The underlying issue which we need to understand and question is the alignment of British foreign policy with American priorities. Has Blair and Thatcher's determination to maintain "the special relationship" benefitted our country? Should we continue in this vein? The Chilcot report, when it is eventually published, must force us to learn lessons for the years ahead: at the moment we are in limbo. In a year when the country will decide who rules for the next five, this is unacceptable.

Tony Blair's determination to stay close to George Bush tested the special relationship almost to destruction. The US response to 9/11 was highjacked by neo-conservatives. Instead of helping Afghanistan fight back against the Taliban, we were diverted into an invasion of Iraq, a country that had nothing to do with 9/11. American assurances that Iraqis would welcome Western intervention were as faulty as their intelligence on chemical and nuclear weapons. At immense cost to our budget and armed forces, the UK focussed on a lengthy and unsuccessful campaign in Iraq, only to shift back to a deteriorating Afghanistan in 2006. So two wars were fought with resources stretched to "breaking point" and the barest hint of any forward planning.

The failure to stand up to political pressure from the US has been catastrophic. But my fear is that unless the Chilcot report is published, quickly, we will not alter our foreign policy accordingly. Old habits die hard: David Cameron still attaches enormous importance to the style of his reception in the White House, while Ed Miliband worked extremely hard to gain the approval of the US President last summer. Both Conservative and Labour leaders have historically assumed that British foreign policy depends more than anything else on Washington's approval, whichever party and president is in power.

Of course I am not saying that our relationship with America isn't important. But it must not come at the expense of our integrity, our relationships with Europe and our own interests. US foreign policy priorities unavoidably now differ from those of Britain and America's other European allies. China and the Pacific matter much more to Washington - the Mediterranean, North and West Africa much less. Voting patterns in the UN reflect the differences. France votes the same way as the UK far more often than the USA. With the Republicans now in control of both Houses of Congress, the divergence between European and American approaches will widen, most of all towards the complicated problems of the Middle East.

For Margaret Thatcher, our closeness to Washington enabled us to stand apart from the European continent. For Tony Blair, the image of Britain as a transatlantic 'bridge' served a similar aim; he moved away from partnership with France and Germany, towards the USA. But Britain is a European country. We share interests with our neighbours across the Channel, and with them face shared threats. Over the past five years, political and military cooperation between Britain and France has grown, though largely unreported to Parliament or the press, as well as with the Netherlands and the Nordic countries. The Eurosceptic insistence that Britain can stand tall in the world without close cooperation with our European neighbours depends upon belief that Washington still sees the British Prime Minister as 'special' - and special enough to shore us up against the threats.

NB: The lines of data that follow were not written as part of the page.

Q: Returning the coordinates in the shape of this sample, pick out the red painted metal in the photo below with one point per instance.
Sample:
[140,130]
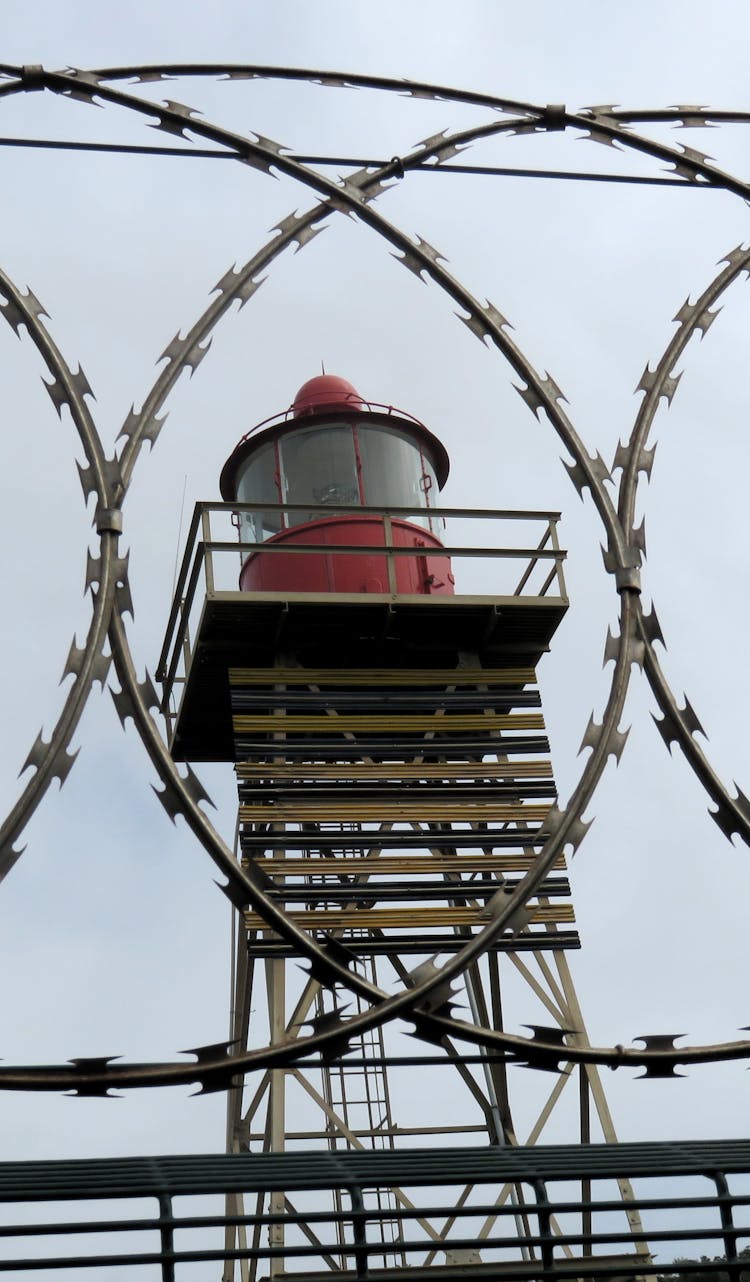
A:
[425,573]
[331,401]
[326,391]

So in 2002-03, Tony Blair subordinated British interests to American. He did so because he believed that Britain's standing in the world depended above all on our standing in Washington. Jack Straw denounced the French government for failing to support London in the run-up to the invasion of Iraq, using arguments that were flimsy at best. And so we followed the US into Baghdad, without any influence over how they designed the occupation regime, behind a US military team that barely understood the distinction between Sunnis and Shias and attempted to impose their own preconceptions on that complicated and fragile country.

We owe our armed forces more than this. We owe their families an explanation. And we owe our country the right to hold their leaders to account: we must sort the delays and publish Chilcot before the election.